It has come to my attention that something deeply wrong has occurred according to a law suit in the USA. People who know me well will know that I am not the most exactly the most antiradiation person in the world, but I do hold the view that the reckless exposure of people to radiation is wrong and should be punished by criminal law.
For example the East German authorities years ago are strongly suspected of having used radiation for a series of nefarious purposes, such as inducing cancer in political prisoners. Those responsible should go to jail for murder or GBH.
In the USA according to the lawsuit the police in one area are accused of making unreasonable searches of people and subjecting them to X-ray examinations which include the high dose CT scans. The most perverted part of it is that bills are being sent to the victims of this police misconduct for these examinations. It reminds me of an ancient jewish folk tale about Sodom and Gomorrah, some of the oldest jewish texts on the subject of these two cities state that their crimes are not sexual in nature. Instead it was the cruelty and vile crimes against strangers which were the reason why these two cities had to go. Lot and Abraham left before a prehistoric version of a naplam airstrike occured.
One story was that Eliezer, Abraham’s servant went to visit Lot. He got into a dispute with one of the local men who hit him with a stone making him bleed. He was then told he would have to pay his attacker for the service of making him bleed (doctors at this time would do bloodletting), then one of the judges of the city (whose job it was to pervert the law) agreed that he would have to pay his attacker. What happened next was that Eliezer hit the judge in the head and told him to settle both debts by paying his original attacker.
Here in the US case I see a similar attempt to force a victim of a crime to pay for the “service” of the criminal.
While some people might consider it immoral let us for argument’s sake consider how much a human life is worth in terms of money. One 1977 paper from the UK considers the value of a life, the lower estimate was £50 while the upper estimate was £20000000. The lower value is from a view of the value of a unborn child, which I think is too low a value while the higher value is from a study of building codes (Ronan point).
Now using US data on inflation this £ 20000000 would now be worth 77.28 million UK pounds.
Now the dose from a CT scan of the lower torso gives you a dose of 10 mSv, which is half my yearly limit as a radiation worker.
If we use the normal 5 % chance of cancer as a result of 1 Sv of radiation then the court ordered CAT scan will have a small chance of killing the person (1 in 2000). If we assume that all cancers are fatal then we can make the next step.
If we multiply the chance of killing the person with 77.28 million pounds we get a number of £ 38640, which according to the current exchange rate (1.61 US$ per UK£) gives a sum of 62210.4 US$.
I think in this case that the RICO act can apply which allows triple damages to be awarded which brings the radiological aspect to $ 186631.2. Now I think that compared with the other aspects of the unreasonable search that this amount of money is a small amount. But the criminal law side of the event could (and should) get very nasty for the police.

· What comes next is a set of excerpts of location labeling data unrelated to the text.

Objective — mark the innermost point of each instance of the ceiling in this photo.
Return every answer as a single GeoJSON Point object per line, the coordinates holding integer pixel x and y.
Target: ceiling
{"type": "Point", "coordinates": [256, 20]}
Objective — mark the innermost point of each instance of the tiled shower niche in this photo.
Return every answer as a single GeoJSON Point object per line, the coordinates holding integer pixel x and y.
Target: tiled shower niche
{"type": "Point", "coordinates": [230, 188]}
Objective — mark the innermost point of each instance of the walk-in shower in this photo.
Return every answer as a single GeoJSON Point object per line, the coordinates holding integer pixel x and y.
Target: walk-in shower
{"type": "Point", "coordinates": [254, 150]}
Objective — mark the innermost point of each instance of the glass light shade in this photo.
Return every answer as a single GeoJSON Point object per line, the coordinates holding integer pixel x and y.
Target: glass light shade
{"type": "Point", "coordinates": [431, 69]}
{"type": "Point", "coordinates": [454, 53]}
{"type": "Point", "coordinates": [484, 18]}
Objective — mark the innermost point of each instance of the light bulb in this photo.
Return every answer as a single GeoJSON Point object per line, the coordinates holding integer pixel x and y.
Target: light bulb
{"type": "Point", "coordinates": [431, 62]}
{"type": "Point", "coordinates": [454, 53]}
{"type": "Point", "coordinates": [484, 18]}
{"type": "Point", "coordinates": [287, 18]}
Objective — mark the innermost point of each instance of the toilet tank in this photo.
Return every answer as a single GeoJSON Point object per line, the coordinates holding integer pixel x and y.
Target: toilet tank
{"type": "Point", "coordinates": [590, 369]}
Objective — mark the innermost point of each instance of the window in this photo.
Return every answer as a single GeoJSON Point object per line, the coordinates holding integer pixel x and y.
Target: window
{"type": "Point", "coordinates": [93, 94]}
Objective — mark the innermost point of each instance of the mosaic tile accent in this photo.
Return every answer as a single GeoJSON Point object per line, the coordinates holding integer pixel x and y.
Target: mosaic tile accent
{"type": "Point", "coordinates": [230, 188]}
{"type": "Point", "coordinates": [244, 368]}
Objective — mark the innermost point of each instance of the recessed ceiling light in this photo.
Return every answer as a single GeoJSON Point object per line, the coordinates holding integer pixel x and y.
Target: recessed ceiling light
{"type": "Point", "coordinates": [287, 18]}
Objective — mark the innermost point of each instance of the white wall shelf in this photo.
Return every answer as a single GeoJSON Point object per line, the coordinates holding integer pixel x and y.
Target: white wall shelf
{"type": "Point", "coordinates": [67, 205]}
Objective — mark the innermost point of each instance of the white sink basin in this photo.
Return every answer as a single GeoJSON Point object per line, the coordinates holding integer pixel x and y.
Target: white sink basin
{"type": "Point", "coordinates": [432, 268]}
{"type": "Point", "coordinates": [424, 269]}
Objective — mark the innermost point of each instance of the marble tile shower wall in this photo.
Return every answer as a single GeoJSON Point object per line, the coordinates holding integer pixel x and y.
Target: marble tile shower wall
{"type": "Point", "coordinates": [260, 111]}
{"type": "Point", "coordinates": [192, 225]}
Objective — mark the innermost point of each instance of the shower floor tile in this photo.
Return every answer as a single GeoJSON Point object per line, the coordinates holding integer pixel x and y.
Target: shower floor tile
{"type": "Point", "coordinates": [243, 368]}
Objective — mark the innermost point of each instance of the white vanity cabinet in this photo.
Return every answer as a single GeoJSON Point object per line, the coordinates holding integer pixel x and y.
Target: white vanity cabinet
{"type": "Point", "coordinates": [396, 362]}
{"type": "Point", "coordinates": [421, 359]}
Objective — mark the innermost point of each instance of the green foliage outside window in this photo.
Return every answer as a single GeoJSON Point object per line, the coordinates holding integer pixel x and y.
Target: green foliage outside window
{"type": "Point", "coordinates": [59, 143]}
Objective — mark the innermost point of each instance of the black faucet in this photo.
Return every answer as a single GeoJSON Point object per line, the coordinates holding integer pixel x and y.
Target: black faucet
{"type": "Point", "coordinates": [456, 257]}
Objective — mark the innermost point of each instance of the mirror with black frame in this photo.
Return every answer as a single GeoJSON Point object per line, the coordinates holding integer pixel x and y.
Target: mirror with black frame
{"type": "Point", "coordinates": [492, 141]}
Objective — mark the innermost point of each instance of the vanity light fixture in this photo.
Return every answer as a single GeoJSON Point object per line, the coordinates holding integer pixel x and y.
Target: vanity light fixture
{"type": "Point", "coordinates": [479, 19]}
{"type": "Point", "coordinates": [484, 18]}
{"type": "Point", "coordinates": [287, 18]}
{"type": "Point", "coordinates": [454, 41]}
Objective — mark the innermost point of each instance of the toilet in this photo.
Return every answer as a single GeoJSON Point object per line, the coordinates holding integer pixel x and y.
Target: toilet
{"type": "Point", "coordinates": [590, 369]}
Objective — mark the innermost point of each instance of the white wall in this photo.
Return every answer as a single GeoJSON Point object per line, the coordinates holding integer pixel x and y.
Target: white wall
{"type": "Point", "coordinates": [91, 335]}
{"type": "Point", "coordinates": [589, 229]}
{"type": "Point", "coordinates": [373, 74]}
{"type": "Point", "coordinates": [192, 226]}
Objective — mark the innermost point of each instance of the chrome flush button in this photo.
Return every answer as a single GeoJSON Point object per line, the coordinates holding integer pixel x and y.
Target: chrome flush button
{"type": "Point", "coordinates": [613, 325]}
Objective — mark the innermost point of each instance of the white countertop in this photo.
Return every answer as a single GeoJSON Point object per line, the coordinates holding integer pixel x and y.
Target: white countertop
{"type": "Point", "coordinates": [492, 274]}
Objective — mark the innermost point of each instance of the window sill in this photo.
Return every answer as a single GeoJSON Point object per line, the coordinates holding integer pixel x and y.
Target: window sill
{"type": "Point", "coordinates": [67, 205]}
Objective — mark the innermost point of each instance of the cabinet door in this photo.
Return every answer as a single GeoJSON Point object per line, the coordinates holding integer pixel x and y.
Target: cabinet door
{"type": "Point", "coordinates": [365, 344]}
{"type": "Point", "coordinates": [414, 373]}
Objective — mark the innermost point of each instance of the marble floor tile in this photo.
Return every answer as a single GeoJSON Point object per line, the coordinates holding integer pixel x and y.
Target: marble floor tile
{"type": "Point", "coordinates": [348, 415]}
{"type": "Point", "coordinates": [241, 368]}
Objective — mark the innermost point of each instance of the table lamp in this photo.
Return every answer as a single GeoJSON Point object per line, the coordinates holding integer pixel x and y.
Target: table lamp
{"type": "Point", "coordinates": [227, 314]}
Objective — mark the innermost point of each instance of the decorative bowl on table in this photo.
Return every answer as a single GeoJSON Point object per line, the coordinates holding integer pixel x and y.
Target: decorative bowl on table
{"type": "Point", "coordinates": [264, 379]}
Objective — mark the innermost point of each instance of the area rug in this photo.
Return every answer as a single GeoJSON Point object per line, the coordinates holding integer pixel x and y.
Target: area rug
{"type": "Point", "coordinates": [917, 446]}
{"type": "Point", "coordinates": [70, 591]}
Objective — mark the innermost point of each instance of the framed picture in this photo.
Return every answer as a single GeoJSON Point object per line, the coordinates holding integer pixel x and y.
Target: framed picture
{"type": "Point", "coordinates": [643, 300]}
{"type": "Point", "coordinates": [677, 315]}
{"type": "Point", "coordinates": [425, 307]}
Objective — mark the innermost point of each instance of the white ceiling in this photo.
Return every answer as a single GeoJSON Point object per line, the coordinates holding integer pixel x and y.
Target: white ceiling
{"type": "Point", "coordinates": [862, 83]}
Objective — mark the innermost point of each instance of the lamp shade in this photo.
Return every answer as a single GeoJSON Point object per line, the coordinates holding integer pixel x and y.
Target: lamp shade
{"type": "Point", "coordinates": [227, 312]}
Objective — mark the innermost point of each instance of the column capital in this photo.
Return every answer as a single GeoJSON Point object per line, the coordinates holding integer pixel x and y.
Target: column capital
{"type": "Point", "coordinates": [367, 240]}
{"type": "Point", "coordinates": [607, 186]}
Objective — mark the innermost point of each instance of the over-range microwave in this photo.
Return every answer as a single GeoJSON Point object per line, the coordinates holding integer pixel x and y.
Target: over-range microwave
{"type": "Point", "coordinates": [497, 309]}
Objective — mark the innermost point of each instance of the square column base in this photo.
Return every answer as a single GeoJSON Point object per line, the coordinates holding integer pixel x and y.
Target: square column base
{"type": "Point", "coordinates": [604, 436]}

While I think that members of the public who might be exposed as a result of radiological accidents should enjoy the protection of criminal law. But in the case of an accidental exposure the mens rea (guilty mind or intent) to deliberately perform an act which exposes another person to radiation is not present. While a person might be careless or lazy and thus expose the public to radiation, due to the lack of intent to expose others to radiation the person should be pubished more lightly than a person who chooses to expose others. It is similar to my mind to the distinction between murder and manslaughter.
In this case the mens rea falls short of the extreme level of depraved indifference to human life which would be needed in a professional radiation worker who chooses to spike a child’s breakfast with large amounts (mCi amounts of calcium-45) of radioactivity. Trust me experiments with radioactive breakfasts have been done but with about far less radioactivity (microCi range doses of calcium-45, one mCi = 1000 microCi).
I think that a suitable rod for these policemen’s backs could be radiation law. This is because the X-ray examination is clearly not in the best medical interests of the person, and as they have not freely agreed to undergo this exposure then the law should regard is as compelled radiation work.
Having a knowledge of radiation work I would say that if we declare the motorist to be an involuntary radiation worker then I suspect that a vast litany of violations of radiation law have occurred. For example no preexposure medical assessment has been made of the person’s fitness to be a radiation worker has occurred. I reason that both the police and the hospital should be considered as possible targets for prosecution.
I also think that if the medical staff of the hospital were aware that the person was being scanned against their will (no free consent) then they should be struck off from their professional bodies and thus no longer be allowed to practise their profession. This might seem harsh but I hold the view that a strong argument exists for using extreme punishments to discourage radiological assaults.